Arbitrage international : Application de la Convention de New York par renvoi aux règles nationales d’exequatur (Cass. com. 2000)
La Cour suprême a confirmé l'exequatur d'une sentence arbitrale étrangère en vertu de la Convention de New York. Elle a précisé que les règles procédurales locales s'appliquent pour l'exécution, sans exigences plus strictes que pour les sentences nationales, et a rejeté les moyens soulevés pour la première fois en cassation.
Points clés
- L'exequatur des sentences arbitrales étrangères est régi par la Convention de New York, permettant l'application des règles procédurales nationales sans exigences plus strictes que pour les sentences internes.
- La compétence pour l'exequatur revient au président du tribunal localement compétent, les règles de compétence territoriale interne du CPC n'étant pas directement applicables.
- Les moyens soulevés pour la première fois devant la Cour suprême (irrégularités procédurales, ordre public) sont irrecevables, exigeant qu'ils aient été invoqués devant les juges du fond.
Résumé
La Cour suprême a rejeté le pourvoi contre l'octroi de l'exequatur à une sentence arbitrale étrangère, confirmant ainsi sa validité en application de la Convention de New York de 1958, ratifiée par le Maroc.
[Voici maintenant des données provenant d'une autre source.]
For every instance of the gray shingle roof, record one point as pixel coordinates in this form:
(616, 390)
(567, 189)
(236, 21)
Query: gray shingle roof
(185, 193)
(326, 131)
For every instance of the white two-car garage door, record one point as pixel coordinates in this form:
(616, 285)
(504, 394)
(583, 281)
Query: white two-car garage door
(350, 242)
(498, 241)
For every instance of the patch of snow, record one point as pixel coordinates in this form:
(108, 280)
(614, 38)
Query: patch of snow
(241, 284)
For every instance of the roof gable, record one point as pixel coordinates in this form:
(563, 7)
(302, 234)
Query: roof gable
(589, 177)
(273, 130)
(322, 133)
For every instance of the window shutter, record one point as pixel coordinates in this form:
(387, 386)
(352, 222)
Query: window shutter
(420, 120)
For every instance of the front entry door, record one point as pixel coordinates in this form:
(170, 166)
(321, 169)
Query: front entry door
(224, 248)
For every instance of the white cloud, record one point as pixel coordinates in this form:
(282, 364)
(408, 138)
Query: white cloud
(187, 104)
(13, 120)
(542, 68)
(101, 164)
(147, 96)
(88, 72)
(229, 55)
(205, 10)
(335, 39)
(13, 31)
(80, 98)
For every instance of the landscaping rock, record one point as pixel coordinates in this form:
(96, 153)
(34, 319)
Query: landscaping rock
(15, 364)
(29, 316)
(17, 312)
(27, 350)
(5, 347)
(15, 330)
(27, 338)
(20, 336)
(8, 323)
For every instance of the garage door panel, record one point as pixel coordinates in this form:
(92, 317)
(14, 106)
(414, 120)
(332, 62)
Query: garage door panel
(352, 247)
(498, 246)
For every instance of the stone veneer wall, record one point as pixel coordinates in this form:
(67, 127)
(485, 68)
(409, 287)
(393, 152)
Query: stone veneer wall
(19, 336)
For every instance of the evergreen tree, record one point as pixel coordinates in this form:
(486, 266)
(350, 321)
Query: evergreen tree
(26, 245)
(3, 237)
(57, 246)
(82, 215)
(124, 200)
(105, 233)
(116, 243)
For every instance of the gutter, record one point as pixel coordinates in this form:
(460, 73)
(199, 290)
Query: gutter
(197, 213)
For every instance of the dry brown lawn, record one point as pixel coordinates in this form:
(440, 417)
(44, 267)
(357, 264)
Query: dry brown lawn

La Cour a souligné que l'article III de cette Convention autorise l'application des règles procédurales nationales pour l'exécution des sentences étrangères, à condition qu'elles ne soient pas plus rigoureuses que celles applicables aux sentences nationales. Elle a précisé que les articles 320 et 323 du Code de procédure civile, relatifs à la compétence territoriale interne, n'ont pas d'incidence directe, la compétence revenant au président du tribunal localement compétent. Le principe du double degré de juridiction a été écarté, car il ne s'applique qu'aux jugements sur le fond. Enfin, les moyens relatifs aux irrégularités procédurales ou à l'ordre public, soulevés pour la première fois devant la Cour suprême, ont été déclarés irrecevables.
Texte
La Cour suprême rejette le pourvoi formé contre l’arrêt ayant octroyé l’exequatur à une sentence arbitrale étrangère en vertu de la Convention de New York du 9 juin 1958, ratifiée par le Maroc (Dahir du 19 février 1960). Elle précise que l'article III de ladite Convention prévoit l'application des règles procédurales locales pour l’exécution des sentences étrangères sans exigences plus strictes que celles applicables aux sentences nationales. Dès lors, les articles 320 et 323 du Code de procédure civile, relatifs à la compétence territoriale interne, sont sans incidence directe, cette compétence revenant au président du tribunal localement compétent selon les règles internes. La Cour écarte le moyen tiré de la violation du principe du double degré de juridiction, rappelant que l’obligation de renvoi au fond après annulation pour incompétence concerne uniquement les jugements rendus sur le fond, à l’exclusion des ordonnances sur requête ou en référé. Enfin, les autres moyens soulevés pour la première fois devant la Cour suprême, relatifs aux irrégularités procédurales, au dépassement des délais légaux ou à la contrariété à l’ordre public, sont déclarés irrecevables faute d’avoir été invoqués devant les juges du fond. En conséquence, la Cour confirme la régularité de l’octroi de l’exequatur à la sentence arbitrale étrangère, conformément à la Convention de New York et aux dispositions nationales pertinentes.